Verses 6-11 David prayed that the enemies of God's church and people might be disabled to do further mischief. We may, in faith, pray against the designs of the enemies of the church. He foretells their ruin. And who knows the power of God's anger? The victories of the Just One, in his own person and that of his servants, over the enemies of man's salvation, produce a joy which springs not from revenge, but from a view of the Divine mercy, justice, and truth, shown in the redemption of the elect, the punishment of the ungodly, and the fulfilment of the promises. Whoever duly considers these things, will diligently seek the reward of righteousness, and adore the Providence which orders all thing aright in heaven and in earth.

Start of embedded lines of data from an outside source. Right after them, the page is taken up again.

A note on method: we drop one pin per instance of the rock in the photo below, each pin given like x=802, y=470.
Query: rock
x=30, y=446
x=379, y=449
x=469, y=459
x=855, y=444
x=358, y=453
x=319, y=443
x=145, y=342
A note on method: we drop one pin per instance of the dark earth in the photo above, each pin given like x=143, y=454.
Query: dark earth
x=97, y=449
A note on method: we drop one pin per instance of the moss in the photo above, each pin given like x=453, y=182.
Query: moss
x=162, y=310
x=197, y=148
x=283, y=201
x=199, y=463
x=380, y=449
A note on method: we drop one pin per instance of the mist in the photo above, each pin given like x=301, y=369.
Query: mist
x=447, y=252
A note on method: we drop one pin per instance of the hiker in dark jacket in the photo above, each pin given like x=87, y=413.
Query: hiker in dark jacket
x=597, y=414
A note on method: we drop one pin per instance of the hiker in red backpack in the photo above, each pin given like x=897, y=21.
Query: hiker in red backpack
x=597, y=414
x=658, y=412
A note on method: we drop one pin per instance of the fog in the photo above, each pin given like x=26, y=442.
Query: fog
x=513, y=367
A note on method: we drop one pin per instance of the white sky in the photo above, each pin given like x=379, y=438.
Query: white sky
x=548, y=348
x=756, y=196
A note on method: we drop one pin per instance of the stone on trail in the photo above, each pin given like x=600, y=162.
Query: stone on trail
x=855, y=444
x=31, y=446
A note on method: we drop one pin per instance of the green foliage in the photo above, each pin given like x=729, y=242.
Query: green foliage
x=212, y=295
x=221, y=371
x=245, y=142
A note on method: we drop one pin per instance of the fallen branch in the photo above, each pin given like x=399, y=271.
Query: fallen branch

Psalms 58:1-11 . David's critical condition in some period of the Sauline persecution probably occasioned this Psalm, in which the Psalmist teaches that the innate and actual sinfulness of men deserves, and shall receive, God's righteous vengeance, while the pious may be consoled by the evidence of His wise and holy government of men.
1. O congregation--literally, "Oh, dumb"; the word used is never translated "congregation." "Are ye dumb? ye should speak righteousness," may be the translation. In any case, the writer remonstrates with them, perhaps a council, who were assembled to try his cause, and bound to give a right decision.

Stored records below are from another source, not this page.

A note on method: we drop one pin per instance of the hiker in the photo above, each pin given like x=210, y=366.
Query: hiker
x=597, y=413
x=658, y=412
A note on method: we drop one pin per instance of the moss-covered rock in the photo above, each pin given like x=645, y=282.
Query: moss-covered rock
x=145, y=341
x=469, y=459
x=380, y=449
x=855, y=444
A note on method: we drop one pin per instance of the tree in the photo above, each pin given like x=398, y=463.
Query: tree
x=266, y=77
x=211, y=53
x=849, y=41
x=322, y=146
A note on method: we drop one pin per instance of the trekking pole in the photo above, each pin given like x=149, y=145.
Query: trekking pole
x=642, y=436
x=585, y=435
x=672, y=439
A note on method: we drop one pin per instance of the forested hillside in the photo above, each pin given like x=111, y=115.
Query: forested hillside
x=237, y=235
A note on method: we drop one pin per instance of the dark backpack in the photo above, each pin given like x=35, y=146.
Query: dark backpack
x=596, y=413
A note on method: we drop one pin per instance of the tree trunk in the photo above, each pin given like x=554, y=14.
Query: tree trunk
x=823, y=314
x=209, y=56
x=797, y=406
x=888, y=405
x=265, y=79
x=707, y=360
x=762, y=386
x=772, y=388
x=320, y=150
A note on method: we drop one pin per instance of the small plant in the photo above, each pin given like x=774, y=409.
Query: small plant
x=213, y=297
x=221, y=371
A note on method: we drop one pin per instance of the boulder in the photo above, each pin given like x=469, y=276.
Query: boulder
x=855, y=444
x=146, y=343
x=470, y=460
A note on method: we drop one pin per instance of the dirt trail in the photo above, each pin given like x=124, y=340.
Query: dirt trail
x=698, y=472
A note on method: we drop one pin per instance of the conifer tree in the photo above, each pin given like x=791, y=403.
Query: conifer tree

2. This they did not design; but
weigh . . . violence--or give decisions of violence. Weigh is a figure to express the acts of judges.
in the earth--publicly.
3-5. describe the wicked generally, who sin naturally, easily, malignantly, and stubbornly.
4. stoppeth her--literally, "his."
ear--that is, the wicked man (the singular used collectively), who thus becomes like the deaf adder which has no ear.
6. He prays for their destruction, under the figure of ravenous beasts ( Psalms 3:7 , 7:2 ).
7. which run continually--literally, "they shall go to themselves," utterly depart, as rapid mountain torrents.
he bendeth . . . his arrows--prepares it. The term for preparing a bow applied to arrows ( Psalms 64:3 ).
let them . . . pieces--literally, "as if they cut themselves off"--that is, become blunted and of no avail.
8, 9. Other figures of this utter ruin; the last denoting rapidity. In a shorter time than pots feel the heat of thorns on fire--
9. he shall take them away as with a whirlwind--literally, "blow him (them) away."
both living . . . wrath--literally, "as the living" or fresh as the heated or burning--that is, thorns--all easily blown away, so easily and quickly the wicked. The figure of the "snail" perhaps alludes to its loss of saliva when moving. Though obscure in its clauses, the general sense of the passage is clear.
10, 11. wash . . . wicked--denoting great slaughter. The joy of triumph over the destruction of the wicked is because they are God's enemies, and their overthrow shows that He reigneth (compare Psalms 52:5-7 , 54:7 ). In this assurance let heaven and earth rejoice ( Psalms 96:10 , 97:1 , &c.).